Welches Verfahren letztlich gewählt wird, ist Entscheidung des Operateurs. Es hat sich jedoch gezeigt, dass bei kurzstreckigen Stenosen (1-2 Wirbelkörper) und eventuell einer kyphotischen Fehlstellung die Operation von vorn sinnvoll ist. Bei langstreckigen Stenosen ist die Operation von hinten sinnvoller.

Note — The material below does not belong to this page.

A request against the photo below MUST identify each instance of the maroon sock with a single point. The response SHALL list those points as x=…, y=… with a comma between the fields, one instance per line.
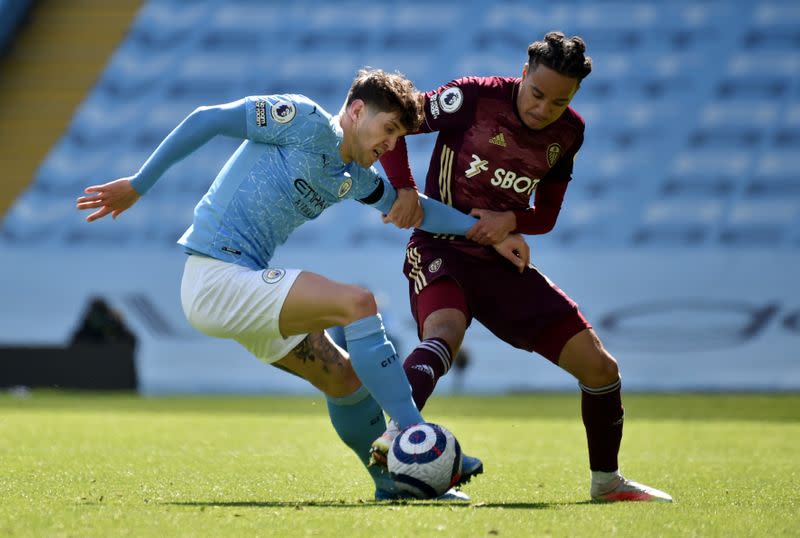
x=429, y=361
x=602, y=416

Rehabilitation nach der Operation

Nach einer Dekompression ohne Versteifung empfiehlt sich eine Rehabilitationsmaßnahme. Diese sollte mit einem Zeitversatz von einigen Wochen stattfinden, so dass sich bis dahin eine stabile Narbe gebildet hat. Die Maßnahmen zielen auf die Stabilisierung und Kräftigung der Rückenmuskulatur ab. Ein weiteres Ziel kann die Gewichtsreduktion sein, um die Belastung auf die Wirbelsäule zu verringern.

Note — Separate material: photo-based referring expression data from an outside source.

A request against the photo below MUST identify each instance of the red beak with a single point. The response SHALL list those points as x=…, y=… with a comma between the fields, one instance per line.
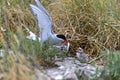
x=66, y=41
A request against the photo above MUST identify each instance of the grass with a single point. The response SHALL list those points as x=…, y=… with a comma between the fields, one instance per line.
x=90, y=24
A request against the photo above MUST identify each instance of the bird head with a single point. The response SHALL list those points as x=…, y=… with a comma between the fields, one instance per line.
x=64, y=40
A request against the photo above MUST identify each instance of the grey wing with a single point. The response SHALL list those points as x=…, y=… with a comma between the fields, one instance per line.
x=44, y=22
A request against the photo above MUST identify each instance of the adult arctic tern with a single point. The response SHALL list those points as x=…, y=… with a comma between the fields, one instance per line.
x=45, y=25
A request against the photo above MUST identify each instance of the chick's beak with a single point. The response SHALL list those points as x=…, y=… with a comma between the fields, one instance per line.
x=67, y=43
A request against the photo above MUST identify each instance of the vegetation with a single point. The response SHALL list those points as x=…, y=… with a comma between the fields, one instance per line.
x=90, y=24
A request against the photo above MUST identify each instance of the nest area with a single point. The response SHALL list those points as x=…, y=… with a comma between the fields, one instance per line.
x=82, y=24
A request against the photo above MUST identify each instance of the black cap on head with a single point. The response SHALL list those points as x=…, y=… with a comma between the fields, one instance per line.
x=61, y=36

Bei einer Fusion sind keine Reha-Maßnahmen empfohlen, denn die Segmente sollen fest zusammenwachsen. Es folgt eine physiotherapeutische Behandlung, um den Patienten schnell wieder in seine Alltagsaktivitäten zurückzuführen.

Nach einer Operation an der Halswirbelsäule besteht je nach nervaler Schädigung das Risiko, dass sich Symptome und Beschwerden auch nach einer Dekompression nicht zurückbilden. Je nach Nervenschaden empfehlen die Ärzte eine neurologische Rehabilitation.